On TNA Surviving: "…At this point I would have to say they want to because they are making the cuts and making the business decisions that they have to make to get to that eventuality. But, in a business climate like this where scripted sports entertainment is suffering even at the highest level and with their pay roll and their business model and their pay scale, I think it's going to be tough. If they continue in my opinion it's going to be as a much scaled down version of what they have now. Not to say they can't make it, but if they get into another year from now, say twelve months from right now if they are still around, it will be a much different looking company than what you see now…"
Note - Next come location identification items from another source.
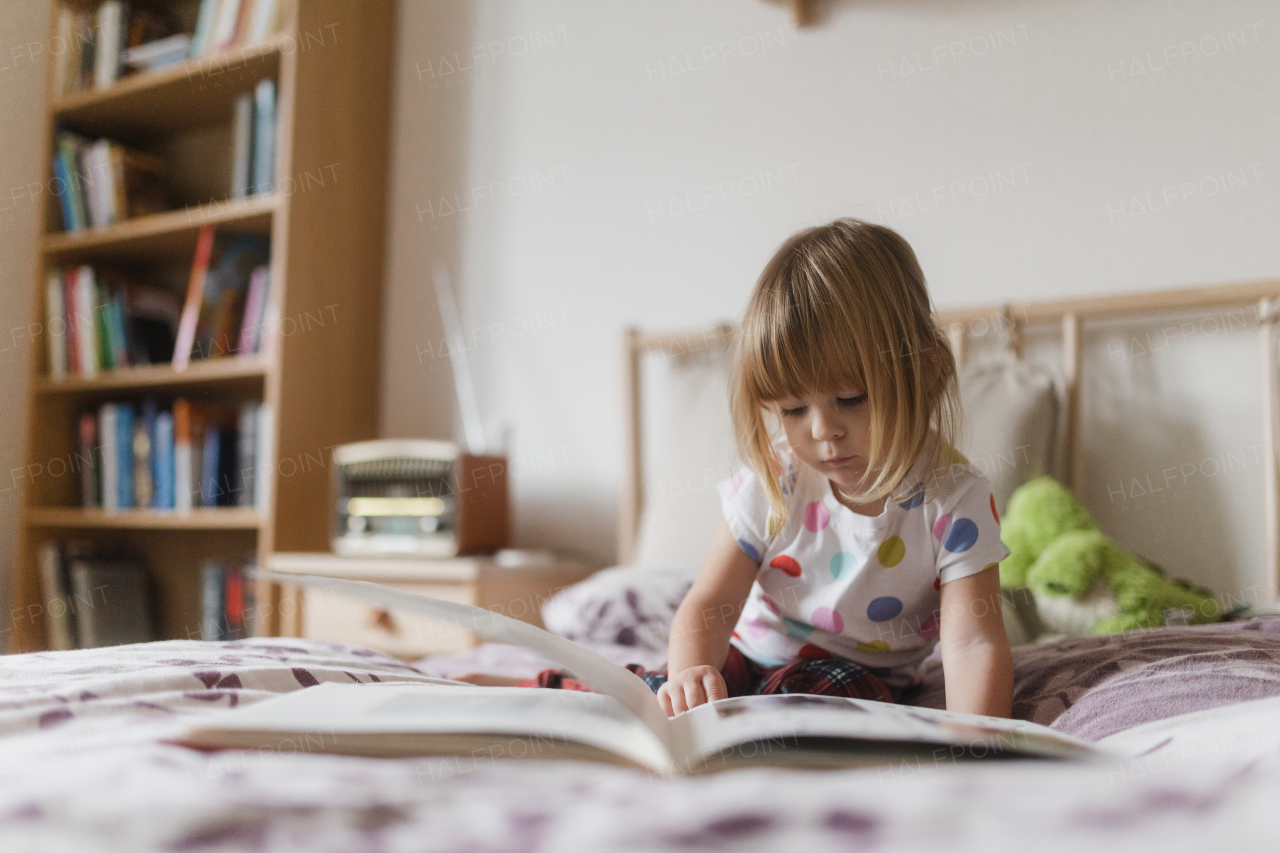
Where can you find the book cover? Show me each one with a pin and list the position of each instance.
(86, 459)
(110, 457)
(264, 136)
(55, 324)
(186, 337)
(184, 480)
(113, 602)
(213, 584)
(124, 454)
(242, 146)
(255, 308)
(54, 592)
(164, 456)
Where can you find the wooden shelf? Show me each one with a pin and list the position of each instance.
(233, 370)
(168, 235)
(195, 94)
(210, 519)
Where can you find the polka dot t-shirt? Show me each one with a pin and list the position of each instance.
(858, 587)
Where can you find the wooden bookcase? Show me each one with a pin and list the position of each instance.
(332, 67)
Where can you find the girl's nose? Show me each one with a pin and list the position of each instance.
(824, 428)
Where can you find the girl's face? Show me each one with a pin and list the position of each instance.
(830, 434)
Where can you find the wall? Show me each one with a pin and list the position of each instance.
(583, 167)
(22, 101)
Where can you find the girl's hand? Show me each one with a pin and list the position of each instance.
(691, 688)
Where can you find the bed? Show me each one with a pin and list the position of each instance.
(87, 765)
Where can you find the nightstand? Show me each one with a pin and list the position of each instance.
(512, 589)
On What Killed WCW: "…It remains one of the great misunderstood era's in a wrestling company in wrestling history. I think now it's becoming more understood as you see what WWE and TNA and Ring of Honor…are doing, that WCW in 1999 wasn't as bad as people remember, and it actually wasn't bad at all…what killed WCW colloquially was letting the inmates run the asylum, you let people have creative control over their character, you let them dictate how many dates they would work, that sort of stuff, instead of having one person in charge or even a committee in charge, you had the talent in charge and that is what killed WCW, not anything else, not the money, not the booking, it was that , that killed WCW…"
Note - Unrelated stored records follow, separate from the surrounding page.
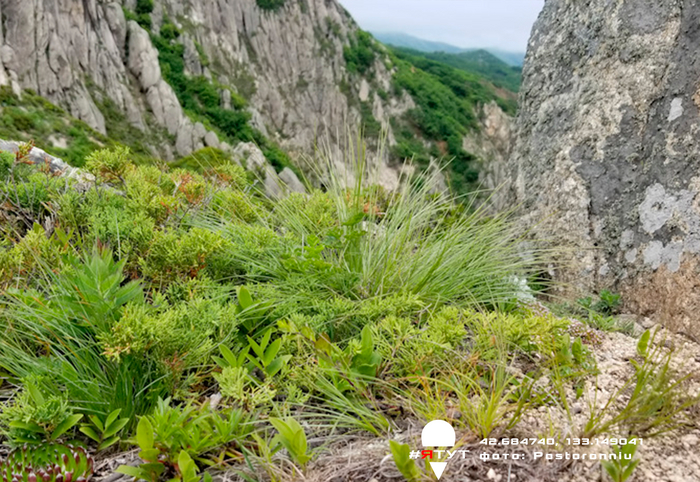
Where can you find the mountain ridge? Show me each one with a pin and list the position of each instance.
(398, 39)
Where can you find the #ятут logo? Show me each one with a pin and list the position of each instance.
(438, 433)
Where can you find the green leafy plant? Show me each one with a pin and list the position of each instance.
(48, 462)
(621, 468)
(266, 358)
(105, 431)
(33, 417)
(169, 431)
(656, 400)
(609, 302)
(109, 165)
(403, 461)
(292, 437)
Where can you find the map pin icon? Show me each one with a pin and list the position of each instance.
(438, 433)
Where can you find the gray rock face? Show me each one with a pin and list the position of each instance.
(607, 159)
(56, 166)
(289, 64)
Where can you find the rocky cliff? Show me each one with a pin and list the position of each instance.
(287, 63)
(607, 159)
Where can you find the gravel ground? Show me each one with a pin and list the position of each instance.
(671, 458)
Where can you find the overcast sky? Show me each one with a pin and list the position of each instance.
(503, 24)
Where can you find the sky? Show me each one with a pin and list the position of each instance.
(502, 24)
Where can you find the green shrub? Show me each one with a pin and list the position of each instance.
(174, 255)
(144, 6)
(73, 310)
(270, 4)
(31, 417)
(109, 165)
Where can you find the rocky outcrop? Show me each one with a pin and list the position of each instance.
(288, 63)
(492, 144)
(607, 159)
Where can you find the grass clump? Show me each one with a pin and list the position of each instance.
(186, 314)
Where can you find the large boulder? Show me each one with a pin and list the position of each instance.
(607, 158)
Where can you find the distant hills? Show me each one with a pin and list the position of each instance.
(408, 41)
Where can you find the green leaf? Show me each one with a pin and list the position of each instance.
(97, 423)
(272, 351)
(628, 471)
(115, 427)
(144, 434)
(66, 425)
(245, 300)
(112, 417)
(87, 430)
(108, 443)
(29, 426)
(135, 472)
(611, 469)
(149, 454)
(643, 343)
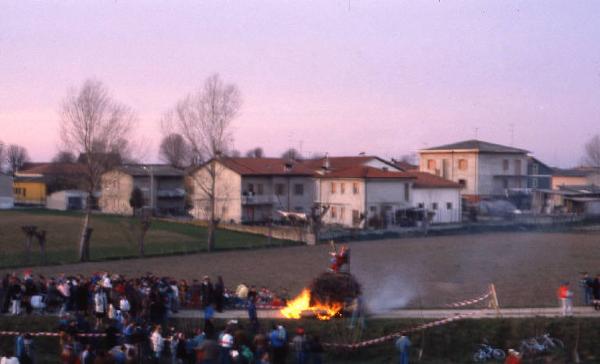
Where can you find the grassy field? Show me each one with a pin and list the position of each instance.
(413, 272)
(112, 237)
(454, 343)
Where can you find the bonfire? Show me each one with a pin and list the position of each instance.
(325, 298)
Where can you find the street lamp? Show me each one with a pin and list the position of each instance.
(151, 174)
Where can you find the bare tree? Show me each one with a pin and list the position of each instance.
(64, 156)
(175, 151)
(95, 126)
(591, 156)
(16, 157)
(255, 153)
(291, 154)
(204, 119)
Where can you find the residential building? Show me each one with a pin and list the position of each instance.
(579, 176)
(7, 197)
(438, 196)
(56, 176)
(29, 190)
(161, 185)
(72, 200)
(358, 191)
(251, 190)
(583, 199)
(539, 174)
(482, 169)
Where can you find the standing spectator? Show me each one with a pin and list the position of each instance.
(300, 346)
(9, 358)
(225, 345)
(403, 346)
(596, 292)
(100, 305)
(15, 293)
(513, 357)
(565, 297)
(586, 284)
(278, 340)
(206, 292)
(219, 294)
(252, 316)
(157, 343)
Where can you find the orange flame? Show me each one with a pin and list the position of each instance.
(301, 304)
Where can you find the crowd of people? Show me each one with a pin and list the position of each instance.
(113, 319)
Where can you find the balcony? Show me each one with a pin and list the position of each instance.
(257, 200)
(171, 193)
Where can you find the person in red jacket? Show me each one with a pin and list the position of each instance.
(514, 357)
(565, 297)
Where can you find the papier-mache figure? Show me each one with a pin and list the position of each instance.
(339, 259)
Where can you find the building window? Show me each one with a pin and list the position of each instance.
(298, 189)
(518, 167)
(279, 189)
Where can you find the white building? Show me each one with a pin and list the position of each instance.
(481, 168)
(67, 200)
(439, 196)
(7, 197)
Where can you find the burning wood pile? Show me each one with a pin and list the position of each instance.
(326, 297)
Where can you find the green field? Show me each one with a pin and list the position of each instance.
(453, 343)
(112, 238)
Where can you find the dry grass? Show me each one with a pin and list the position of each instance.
(420, 272)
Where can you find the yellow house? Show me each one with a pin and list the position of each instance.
(29, 190)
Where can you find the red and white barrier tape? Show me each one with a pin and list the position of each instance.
(389, 337)
(469, 302)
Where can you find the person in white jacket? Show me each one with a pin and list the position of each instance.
(157, 342)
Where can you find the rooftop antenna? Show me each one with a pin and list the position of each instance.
(512, 134)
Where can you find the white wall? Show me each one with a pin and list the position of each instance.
(344, 203)
(228, 194)
(453, 172)
(7, 198)
(59, 200)
(441, 196)
(387, 196)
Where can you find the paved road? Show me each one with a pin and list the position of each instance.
(420, 314)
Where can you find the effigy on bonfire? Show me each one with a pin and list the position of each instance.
(329, 294)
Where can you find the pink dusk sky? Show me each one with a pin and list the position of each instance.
(381, 77)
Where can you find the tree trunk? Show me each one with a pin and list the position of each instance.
(84, 240)
(211, 236)
(42, 241)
On Russo and Ferrara Coming to WCW: "…Eric was the one who gave them (the roster) this mega bucks deal and they were making a lot of money with creative control over what their character was doing and how many dates they were working, and now the guy who was making that deal was gone, and their cackles are up, they are ready to get into a fight with the corporate hiercy at WCW at the time and then here comes Vince, and Ed, and Bill Banks, all three of them came down from WWF, guy that they didn't know, who are they gonna push, who are they friends with, who do they hate, so you had all this kissing up going on. Kiss you on the cheek in the front, stab you in the back with a knife, that was going on everywhere in WCW and the sad truth is, none of that was necessary, because Vince, and Ed, and Bill, and eventually Eric all got along and we all just wanted the company to succeed…those four guys…were gonna be terrific together, the creativity and the management there would have been of the charts, but the talent was so frightened of losing their spot and their money and their control, that it just became …almost like a tornado inside the dressing room…"
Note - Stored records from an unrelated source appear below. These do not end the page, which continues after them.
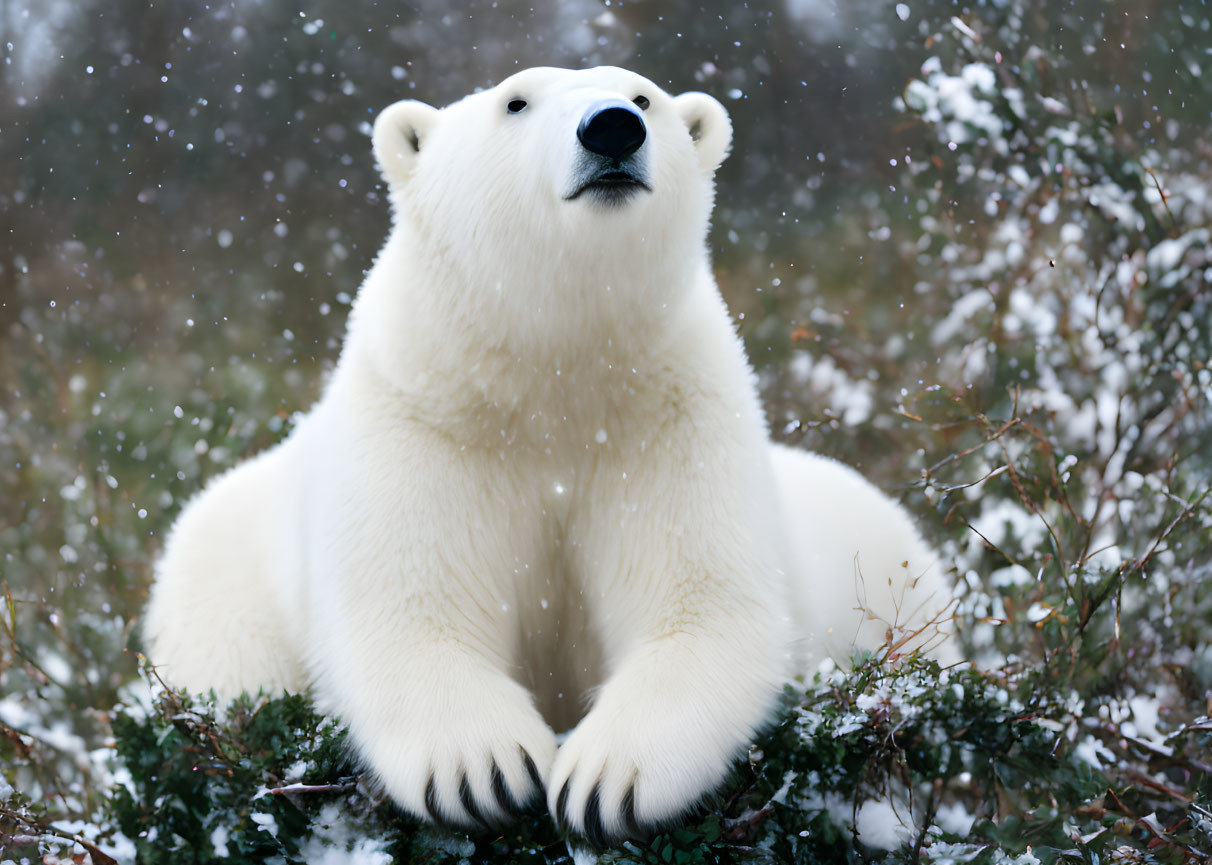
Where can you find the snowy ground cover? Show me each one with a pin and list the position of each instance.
(1024, 354)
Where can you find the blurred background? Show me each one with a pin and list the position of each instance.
(189, 202)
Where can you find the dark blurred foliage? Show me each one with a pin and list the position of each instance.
(189, 204)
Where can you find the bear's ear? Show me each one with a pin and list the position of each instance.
(709, 127)
(399, 135)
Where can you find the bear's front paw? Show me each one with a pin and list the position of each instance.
(625, 772)
(474, 760)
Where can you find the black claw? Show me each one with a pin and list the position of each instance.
(432, 801)
(532, 771)
(561, 802)
(629, 821)
(468, 800)
(501, 791)
(594, 831)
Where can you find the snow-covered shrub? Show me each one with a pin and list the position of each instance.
(1045, 385)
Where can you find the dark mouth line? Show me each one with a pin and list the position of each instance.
(612, 179)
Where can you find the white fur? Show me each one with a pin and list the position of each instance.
(538, 481)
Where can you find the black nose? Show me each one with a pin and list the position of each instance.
(612, 130)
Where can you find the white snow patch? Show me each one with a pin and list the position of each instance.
(881, 825)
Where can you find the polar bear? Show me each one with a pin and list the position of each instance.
(537, 493)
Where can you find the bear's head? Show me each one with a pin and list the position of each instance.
(567, 182)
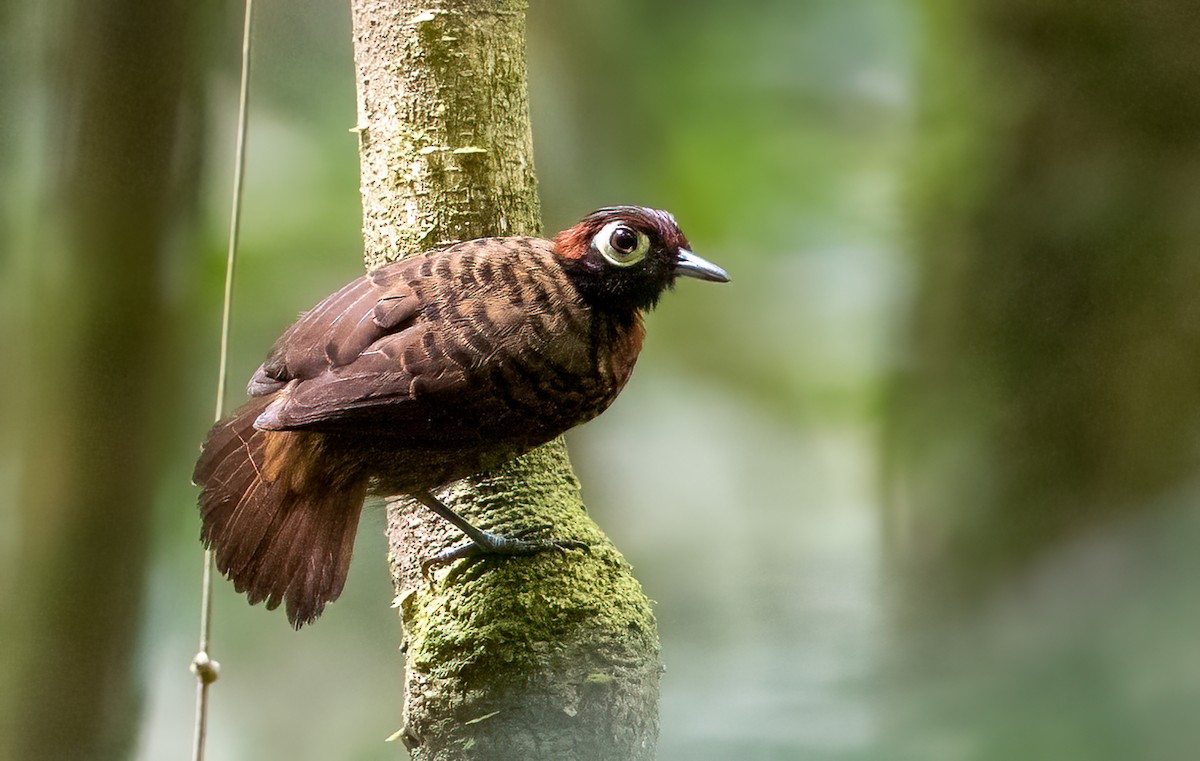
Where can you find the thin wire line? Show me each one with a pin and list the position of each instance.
(203, 666)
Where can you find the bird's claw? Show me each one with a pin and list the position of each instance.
(501, 545)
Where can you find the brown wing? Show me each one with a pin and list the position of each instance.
(433, 347)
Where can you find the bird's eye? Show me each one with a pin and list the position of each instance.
(621, 244)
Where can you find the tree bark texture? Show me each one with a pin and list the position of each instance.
(550, 657)
(88, 331)
(1054, 373)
His Thoughts on Bischoff and Russo: "…First, I want to say you won't ever hear me say anything bad about either Vince or Eric. I had nothing but a great relationship with both of them to this day, in 2013; I would follow them into battle. If they wanted to start up a new company and they wanted me in, I'd be there. I had zero problems with either one of those men and I would do whatever they wanted. I just think the world of both of them…"
On Bash at the Beach 2000: "…I had no idea that was coming. If you go back and watch the stuff with Hulk and Vince and Jeff down in Daytona. ..There are arguments on both sides as to whether that was a shoot or a work…I don't know, I assume everything in wrestling is a work, but I don't know, that sure seemed like a shoot to me. I can tell you 100 percent for sure, what Madden, and Tony, and I were doing at the announce table in the aftermath during that was 100 percent shoot because we didn't know it was coming, at all, we had no clue. What we heard at the end of the production meeting was that Hogan was walking out with the strap, that's all we knew…"
On The Invasion Angle: "…what went wrong with the Invasion angle…I know that answer, I have the answer. That's not even an opinion. The answer is we were WCW guys and Vince was never going to push us. Not me, but the talent, the wrestlers. Vince had this idea that he wanted to have WCW invade the WWE, but it was only to bury WCW. Well, he never had it in...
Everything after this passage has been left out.